There are also conditions that can make you skin drier, thinner and less elastic. Such conditions can make it easier to make the wrong impressions on your skin, so to speak.
How To Prevent Wrinkles In Your Skin
You can do things to slow the loss of elasticity in your skin. Of course, there’s nothing you can do about gravity unless you want to join the billionaires going to Mars some day. However, you can do the following:
- Eat well: Good nutrition can keep your skin cells functioning better.
- Keep your skin well-hydrated: Drink plenty of water and regularly use moisturizer on your skin.
- Avoid ultraviolet ray exposure: UV rays can break down collagen and mess up the production of elastin in your skin. So, stop treating your body like a rotisserie chicken with sun tanning as I’ve urged before. If you want a tan, consider using a spray tan, but maybe go light on the whole orange thing.
- Avoid tobacco smoke exposure: How many people have said, “Smoking has made my skin so smooth?” Add inhibit collagen production to the list of bad things tobacco smoke can do to do your body.
- Minimize exposure to air pollutants: Air pollutants such as particulate matter and nitrogen dioxide that can break down collagen as well. While not breathing is typically not an option for you, you can do things to reduce air pollution like use air purifiers.

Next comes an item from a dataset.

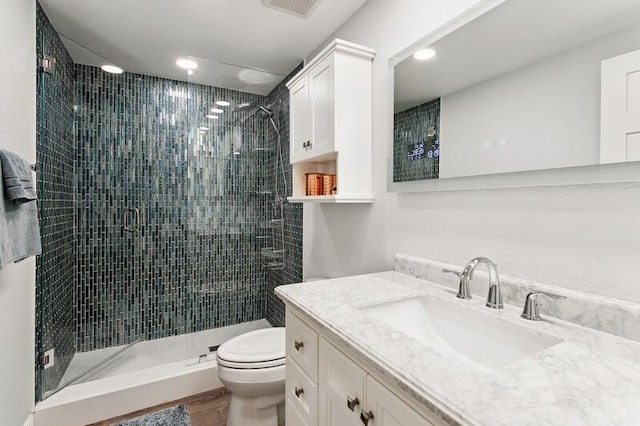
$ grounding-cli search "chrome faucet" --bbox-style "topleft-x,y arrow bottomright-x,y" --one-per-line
444,257 -> 503,309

- Be careful with makeup: Before you try to cover up your wrinkles with makeup, remember wearing makeup for too long can clog up your pores, which, guess what, can also inhibit the production of collagen.
Ultimately, life is about moderation and balancing various risks and benefits. Straws can certainly be helpful in many different ways. They can help reduce spillage and make it easier to drink something when you have trouble lifting a cup or opening your mouth. There’s no need to treat straws as if they were radioactive. Again it all depends on how you suck and what’s up with your skin. Sure, excessive straw use in theory could leave permanent marks, depending on the elasticity of your skin. However, for most people, periodically using straws to drink is probably not going to do so as long as long as you don’t act as if you are trying to suck the life force out of the drink when doing so.